Well, you could say that all people do not want to play optimally...

With all of the corner cases, true optimality probably means not using a script for healing, at least during a run. Restoring at the end of a turn cannot account for suddenly switching to a zone where you need to restore more or less than the previous zone, for example. That's why a recovery script, no matter how well-written, will never be for me.

I expect that people using one at all would prefer not having to change a setting/preference/whatever on a regular basis.
 
I think that having a property for people who wish to turn it off, but having it default to whatever is 'optimal' is the compromise I prefer, since it allows for both sides and Bale doesn't necessarily have to keep tweaking it if people want to be non-optimal but still use the script...
 
There is always the option to disable the recovery script, of course.

Having a property has the advantage of making the script's decisions easily understandable to the user: if you don't want that, just change the setting.

Having a complicated internal logic is great for some mechanics, but too complicated also means opaque, and it makes it more difficult for users to predict what and when the script will do or not do.

In my runs, I generally switch off UR for the first 6 levels, either by setting recoveryScript to "" or by simply setting my HP/MP restore to 0. After that, I have a good enough understanding of how the script will behave to adapt my HP/MP restore settings so that it does exactly what I expect.
 
What I meant was that just because a script can be written to do something in an optimal way not everyone wants that way since they have their peculiar little ways of doing things that they find better. A preference also makes it easier to turn one thing off rather than having to remove UR in order to test something that requires a negative status effect.
 
With all of the corner cases, true optimality probably means not using a script for healing, at least during a run.

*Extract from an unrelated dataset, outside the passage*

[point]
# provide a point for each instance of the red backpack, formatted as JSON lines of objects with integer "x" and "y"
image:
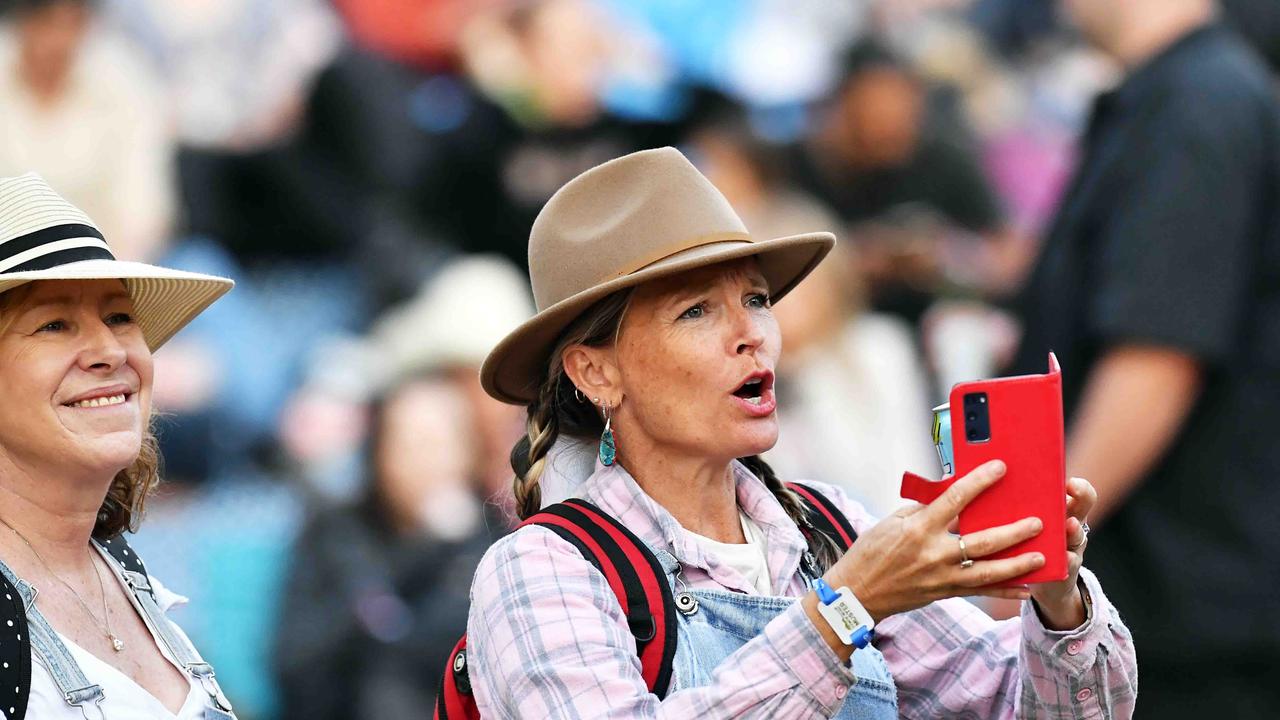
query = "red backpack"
{"x": 636, "y": 579}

I tend to hold to the ideal espoused by Dangerpin back when he was around -- anything you can do in vanilla KoL (including the weighing of options in the decision-making process) can be done in ASH. You evidently have a different view, no doubt influenced by the pragmatic fact that most scripts cut a lot of corners.

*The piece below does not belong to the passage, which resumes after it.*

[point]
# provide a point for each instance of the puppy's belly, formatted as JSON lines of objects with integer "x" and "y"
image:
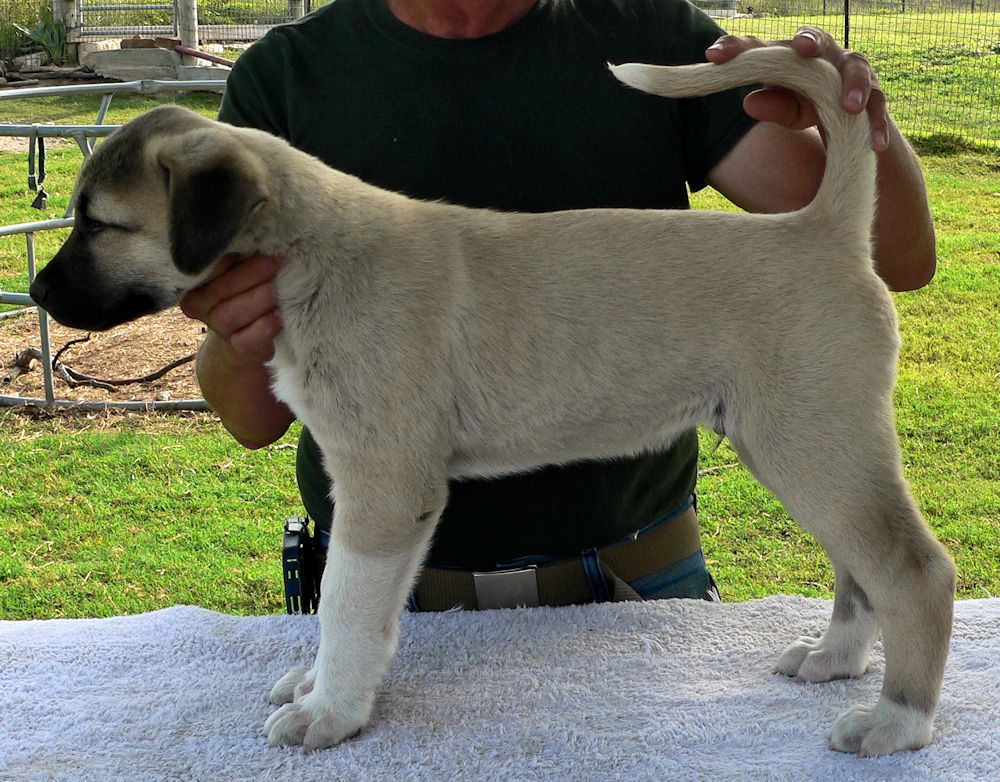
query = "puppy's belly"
{"x": 531, "y": 449}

I agree that true optimality is outside the scope of most scripts posted on these forums -- but it is possible. It's one of the things that keeps me scripting.

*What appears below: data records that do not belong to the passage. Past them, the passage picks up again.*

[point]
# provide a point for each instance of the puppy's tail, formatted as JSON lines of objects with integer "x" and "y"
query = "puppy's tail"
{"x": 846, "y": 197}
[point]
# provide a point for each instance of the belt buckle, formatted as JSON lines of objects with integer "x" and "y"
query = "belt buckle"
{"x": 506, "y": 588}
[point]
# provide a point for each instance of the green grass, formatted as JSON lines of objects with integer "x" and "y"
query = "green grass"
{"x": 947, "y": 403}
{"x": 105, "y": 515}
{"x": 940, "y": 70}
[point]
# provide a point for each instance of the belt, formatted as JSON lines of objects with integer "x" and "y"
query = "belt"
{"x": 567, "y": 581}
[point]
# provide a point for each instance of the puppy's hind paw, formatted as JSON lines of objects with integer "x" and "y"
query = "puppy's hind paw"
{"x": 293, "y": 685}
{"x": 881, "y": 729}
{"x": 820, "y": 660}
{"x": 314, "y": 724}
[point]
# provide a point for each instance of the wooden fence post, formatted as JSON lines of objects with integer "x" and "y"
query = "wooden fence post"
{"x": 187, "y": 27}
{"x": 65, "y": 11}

The problem you mentioned is basically that UR doesn't know where you're going to adventure next. That can be fixed -- all that needs to happen is for your betweenBattleScript to also call the recovery script. The recovery script could then be made as permissive as possible since it would always have an accurate location for your character, rather than relying strictly on absolute settings. It would run twice: once after adventuring, with your current location, and once before adventuring, with your new location. If the recovery amounts were specified as 0, it would only restore a comfortable minimum HP needed for a safe turn at your location, considering possibilities such as hipster monsters, assassins, and holiday monsters. This might be lower or higher than your actual restore setting.

Problem solved for automatic adventuring. For relay play, a global override that replaces links to adventure.php with a portal page that sets the location and calls your recovery script before adventuring, transparent with mafia relay settings.

Then, add a setting "strictlyFollowSettings" to let users override location-sensitive recovery with UR's current behavior.

Optimal automation is possible, including corner cases, with a minimum of settings to allow for sub-optimal play. My philosophy is that settings should exist to tweak or override existing scripted optimality; configuring them as you play should not be required to achieve that optimality. I'm not claiming to have accomplished this in any of my scripts, but it's the ideal I have in mind.

Bale, sorry for the rant in your thread. :) Although I do think a location-sensitive mode, though challenging to script, would be a ridiculously sweet feature for UR and would save players a chunk of meat each run.